Past and Present
Classic contracts used to have a simple formation procedure and were completed by an offer and acceptance merely. If negotiation was required, it was done in a short time period subsequent to the formation of the contract. But in modern times, contract formation procedure is complicated and requires negotiations.
In the past, due to the absence in the Romanian law of an express legal provision regarding the pre-contractual phase, difficulties have arisen with respect to assessing the liability of the parties during preliminary contractual negotiations. For that reason, it was not an easy task for the courts of law, while ruling decisions on certain disputes arisen between contracting parties, to set a balance between the contractual freedom (which entails the right to enter or not into an agreement) and the possibility to hold liable the party acting in bad-faith in negotiations.
This pre-contractual phase has been regulated under the Romanian law once the New Civil Code has been adopted in 2011 (“New Civil Code”). The most relevant provisions are laid down in Article 1170 of the New Civil Code which sets forth the principle of good – faith in negotiation, execution and performance of the agreements, and in Article 1183 of the New Civil Code which regulates the obligation to negotiate in good-faith and the consequences which might occur in case of failure to observe this principle of law.
From a practical perspective, the parties engaged in negotiation may be placed in two scenarios: either they sign a convention regulating the pre-contractual phase, case in which, they may be subject to contractual liability in case of a breach or they conduct negotiations outside a contractual frame, which gives them the right to claim damages in tort.
Trust and Fairness
By commencement of preliminary negotiations, a relation of trust and reciprocal fairness by either party are established. This is why the law prevents certain behaviours underlying pre-contractual bad-faith, namely:
- initiating or continuing negotiations in absence of the intent to conclude the final contract (Article 1183 paragraph 3 of the New Civil Code),
- sudden termination of negotiations (Article 1183 paragraph 4 of the New Civil Code),
- breaching the confidentiality obligation by disclosing or using for one’s interest the confidential information obtained during negotiations by the other party (Article 1184 of the New Civil Code).

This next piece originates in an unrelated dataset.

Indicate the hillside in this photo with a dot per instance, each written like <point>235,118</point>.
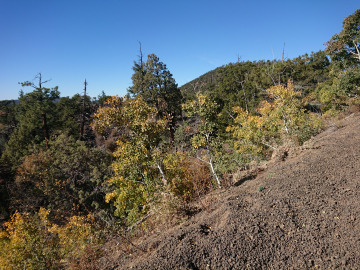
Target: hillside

Although the failure to negotiate does not represent a tort per se, the failure to conclude an agreement might cause damages to one of the parties engaged in negotiations, if the negotiation process was conducted in bad-faith.
To this end, the courts of law will need to look to the facts of the case and search for proofs of false intelligence, formal negotiations and lack of intention to reach an agreement or the creation of an appearance of negotiations where there is no chance for conclusion of contract.
A Case Law Approach
A well-established approach of the courts is to check the reasonableness and fairness of the parties when negotiating, entering into and performing a contract. That means that parties may not be solely driven by self-interest but must take each other’s interests into account in determining their actions.
Courts of law ruled that in some decisions that, although the principle of contractual freedom represents the foundation of the legal assessment of the negotiation process, this liberty cannot be practically ensured unless the parties can be held liable for breaching the negotiations in bad faith and without any reasonable justification. In case the negotiations are in an advanced state and the other party has legitimate expectations as to the finalisation of the agreement, termination of the negotiations may no longer be permitted without compensating the other party. The scope of compensation is to put the injured party in the same position as that in which he or she would have been put by full performance of the contract.
Direct damages and the loss of a chance
Fault, if proven, may lead to serious harm to individual autonomy and commerce flourish. The pre-contractual prejudice that is caused by the unfair negotiations is generally a direct, effective monetary damage, namely, a loss in value of the other party’s performance. To this, loss of profit might be added together with moral damages. In all cases, these damages must be proven in order to be certain. In order to establish the damage, the status of the negotiations must be considered as well as all external relevant circumstances.
The New Civil Code sets forth the right of the injured party to recover damages in the form of loss of a chance both in case of contractual liability (Article 1532 paragraph 2) and in case of torts (Article 1385 paragraph 4). Also, in the pre-contractual phase (e.g, initiating, continuing or terminating negotiations against the principle of good-faith), Article 1183 paragraph 4 covers the possibility to seek the recovery of the costs or expenses incurred in relation with the negotiations (damnum emergens) and the prejudice deriving from waiver to other offers/loss of a chance (lucrum cessans).
To sum up, the Romanian Civil Code of 2011 was an important step for regulating the parties relationship in pre-contractual phase and the negotiation process. The obligation to observe the principle of good-faith during negotiations, recognised by the doctrine in the past, has been turned into an imperative norm. Given the risk of being compelled to damages, one may expect that the conduct of the parties engaged in negotiations will be in line with the new principle of good faith, reasonableness and fairness.